Well everything really.
Put yourself in the shoes of the team, of Japanese executives from Nissan who went to the UK to find a name for their new luxury salon.
The brief was it had to be a name that English society could easily identify with would inspire thoughts of a country manor and the very best of English aristocracy.
All hail the Nissan Cedric. If they had sent the workshop cleaner he would not have return with such an idiotic choice, they might as well have called it the Nissan twat. When they did the model upgrade it could have become the complete twat.
It is always important to make sure the name translates well. Pajero sounds rough and tough to make a great name for a rugged SUV just such a pity about the Spanish translation.
Why did Toyota in the 80’s have such a fascination with car names starting with the letter C, we had the Corolla, Crown, Cressida, Corona, and there must be more. Surely there must have been a good reason? Perhaps in the 90’s they were going to move to the letter D and thought better of it. Marketing were too busy dreaming up Hi-Lux and Hi-Ace.
The Italians have always been great with names, Maserati Quattroporte even sounds fast, especially if you say it after 3 wines with your best fake Italian accent.

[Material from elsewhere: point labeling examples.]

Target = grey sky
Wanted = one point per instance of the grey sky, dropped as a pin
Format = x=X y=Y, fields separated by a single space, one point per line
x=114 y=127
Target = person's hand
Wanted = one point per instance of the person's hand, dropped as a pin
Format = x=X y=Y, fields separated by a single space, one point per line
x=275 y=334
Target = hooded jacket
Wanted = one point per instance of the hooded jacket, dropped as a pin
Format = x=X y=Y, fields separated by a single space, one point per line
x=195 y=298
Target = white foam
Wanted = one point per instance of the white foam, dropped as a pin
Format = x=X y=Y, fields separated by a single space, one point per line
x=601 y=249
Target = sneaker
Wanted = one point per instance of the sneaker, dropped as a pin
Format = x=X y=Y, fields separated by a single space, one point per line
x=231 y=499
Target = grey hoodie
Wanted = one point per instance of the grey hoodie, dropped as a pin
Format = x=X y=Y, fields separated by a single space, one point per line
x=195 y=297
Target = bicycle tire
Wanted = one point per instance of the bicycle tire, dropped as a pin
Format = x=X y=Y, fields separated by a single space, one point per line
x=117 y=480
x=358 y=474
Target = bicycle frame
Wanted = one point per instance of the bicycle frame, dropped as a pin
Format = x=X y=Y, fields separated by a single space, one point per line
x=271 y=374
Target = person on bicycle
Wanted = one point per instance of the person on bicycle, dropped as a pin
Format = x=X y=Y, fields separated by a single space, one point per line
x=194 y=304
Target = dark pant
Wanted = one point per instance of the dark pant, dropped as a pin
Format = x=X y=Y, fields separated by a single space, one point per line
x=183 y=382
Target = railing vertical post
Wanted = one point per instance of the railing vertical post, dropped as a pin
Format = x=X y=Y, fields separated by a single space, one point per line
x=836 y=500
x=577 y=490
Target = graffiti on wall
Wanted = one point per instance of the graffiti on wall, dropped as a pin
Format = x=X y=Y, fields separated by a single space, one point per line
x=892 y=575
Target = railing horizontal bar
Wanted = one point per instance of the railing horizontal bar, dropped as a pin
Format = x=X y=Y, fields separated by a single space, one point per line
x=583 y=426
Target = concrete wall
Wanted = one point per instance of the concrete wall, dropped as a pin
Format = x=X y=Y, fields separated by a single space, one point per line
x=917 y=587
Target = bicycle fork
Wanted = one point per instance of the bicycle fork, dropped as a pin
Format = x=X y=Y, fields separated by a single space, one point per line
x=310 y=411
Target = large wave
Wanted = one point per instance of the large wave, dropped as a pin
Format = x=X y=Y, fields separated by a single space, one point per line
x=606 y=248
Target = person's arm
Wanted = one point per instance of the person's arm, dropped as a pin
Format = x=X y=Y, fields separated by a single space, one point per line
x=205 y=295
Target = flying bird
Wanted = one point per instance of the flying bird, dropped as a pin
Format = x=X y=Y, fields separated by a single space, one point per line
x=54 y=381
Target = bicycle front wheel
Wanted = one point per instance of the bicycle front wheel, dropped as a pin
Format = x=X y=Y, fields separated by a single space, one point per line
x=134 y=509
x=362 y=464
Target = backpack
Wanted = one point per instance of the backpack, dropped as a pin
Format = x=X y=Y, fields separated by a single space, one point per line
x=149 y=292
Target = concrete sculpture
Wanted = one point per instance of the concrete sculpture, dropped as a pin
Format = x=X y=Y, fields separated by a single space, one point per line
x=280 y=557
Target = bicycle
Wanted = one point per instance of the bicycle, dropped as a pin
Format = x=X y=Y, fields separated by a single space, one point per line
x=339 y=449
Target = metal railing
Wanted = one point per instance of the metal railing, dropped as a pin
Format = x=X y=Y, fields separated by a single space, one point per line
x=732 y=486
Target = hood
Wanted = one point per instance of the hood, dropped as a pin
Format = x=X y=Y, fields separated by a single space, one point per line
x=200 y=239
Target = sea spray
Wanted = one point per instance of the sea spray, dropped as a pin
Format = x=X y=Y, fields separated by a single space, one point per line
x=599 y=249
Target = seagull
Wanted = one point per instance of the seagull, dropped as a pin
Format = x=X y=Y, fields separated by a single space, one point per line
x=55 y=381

Spider, there is a great name for a hot wee sports car.
Bambina, the name says it all, well done Fiat.
The name Alpha Romeo even sounds naughty and fast, it does not conjurer images of rusty unreliable cars.

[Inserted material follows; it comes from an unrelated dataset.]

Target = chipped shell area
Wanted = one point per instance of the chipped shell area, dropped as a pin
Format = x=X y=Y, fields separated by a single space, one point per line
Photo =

Ford, what were you thinking when you called a car targeted at middle aged women (you might say it isn’t, but it is) a cougar, OK so you spell it differently but who wants to be picked up from school by a Cougar. Actually you have a point there, most teenage boys. So I take it all back Ford, perhaps you are all geniuses, doubt it somehow.
So much of this explains why the Germans who are renown for their efficiency and engineering skill rather than their sense of humour rely on numbers.
You just cant go wrong with numbers.